El problema comenzó una mañana de invierno en plena estación. La bruma matinal velaba el tren que venía a lo lejos, que se anunciaba apenas con su rumor y con sus luces, y el recuerdo se le impuso de pronto, estaba ahí, ante sus ojos, más rápido que el tren. Era un recuerdo tierno, húmedo, como la niebla, pero tibio. Era el recuerdo de una madrugada en que avanzaban a ciegas entre la bruma. Nunca supo de donde salió, si lo había traído todo el tiempo en el bolsillo, si se le había escondido entre los dedos de los pies, en el plieguecito del ombligo o en el pelo. Le pareció extraño, pues llevaba ropa nueva y se duchaba meticulosamente todos los días, pero no cabía la menor duda: ese recuerdo se le había colado por alguna parte, en el forro de la maleta, entre las páginas del pasaporte, o en el rabillo del ojo, y ahora estaba ahí, derramando ternura y nostalgia. Reaccionó al desconcierto a tiempo para abordar el último vagón, pero no alcanzó a sacudirse el recuerdo, que ahora buscaba el calor de su cuello. Esta vez, al mirar por la ventanilla, los tejados y los altos árboles húmedos le trajeron a la memoria algún poema leído una noche después de hacer el amor. Al llegar al trabajo consiguió mantener a raya al recuerdo y cumplir medianamente bien con sus obligaciones y hasta pensó que se había deshecho de él. Por lo demás, nadie parecía notar que hubiera algo distinto en su apariencia, así que se convenció de que era sólo la sombra de un recuerdo, que en realidad no había recordado, que se trataba apenas de una fantasía surgida de la bruma y que, como ésta, se había evaporado rápidamente.

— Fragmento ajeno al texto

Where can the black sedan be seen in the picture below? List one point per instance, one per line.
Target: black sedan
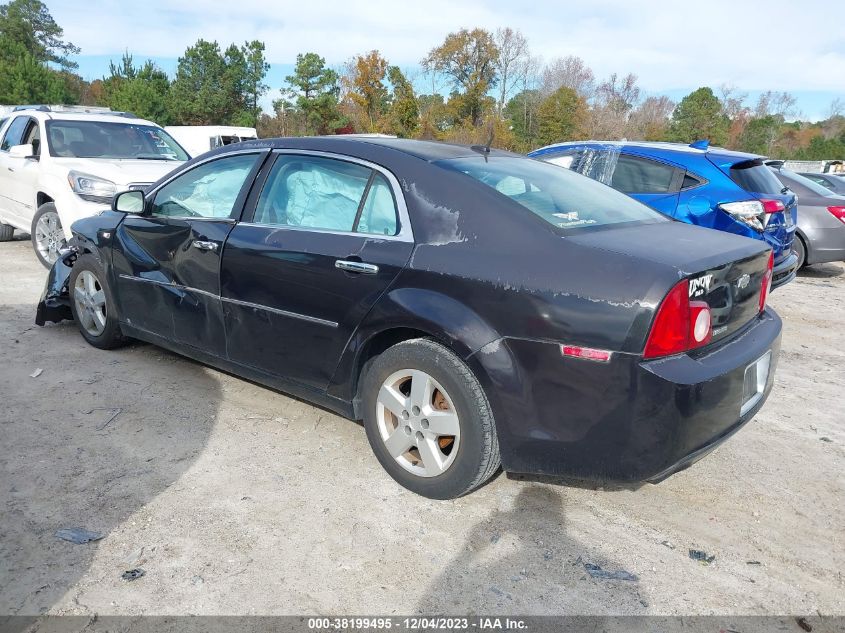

Sin embargo, en el supermercado, dos días después, se encontró en uno de los anaqueles con un paquete de sus dulces favoritos. Pensaba que no se conseguían fácilmente en el país y ahora estaban allí, en la esquina de su casa, y el recuerdo, más intenso y más tibio, le recorrió la espalda. Y poco a poco en la nueva rutina, en los viajes en tren, en los gestos de la gente, fueron apareciendo nuevas viejas memorias. La ciudad se fue poblando de recuerdos, y cada recuerdo venía poblado de otros tres o cuatro. Pero tal vez los peores eran los recuerdos futuros, todas las cosas nuevas que sabía que podrían haber compartido. Una tarde decidió ir al cine para distraerse y descubrió que la película estaba llena de citas de todas las películas que habían visto juntos. Fue a comprar libros y cada libro traía mil y una veces los libros que habían comentado alguna vez. Al pasar por una tienda de discos cometió el error de buscar en la sección destinada a la música foránea y encontró sin querer un disco de un grupo de rock cuyas canciones alguna vez habían intentado descifrar sin éxito. Se abrió un nuevo restaurante en su ruta hacia el trabajo y desde el tren veía todos los días un gran letrero luminoso que anunciaba el nombre del amor perdido. Para entonces cada uno de los objetos, de las calles, de las gentes de la nueva ciudad le traían una imagen suya. Le maravillaba pensar lo que podía hacer la memoria, traer su presencia a un lugar en el que jamás había estado, pero al mismo tiempo los pasos se le iban haciendo más lentos, la mirada más triste, y descubrió que llevaba un constante dolor en el costado, porque se dio cuenta repentinamente de que la nostalgia era mucho más dura, mucho más intensa, mucho más mortal, cuando hablaba con un acento extranjero.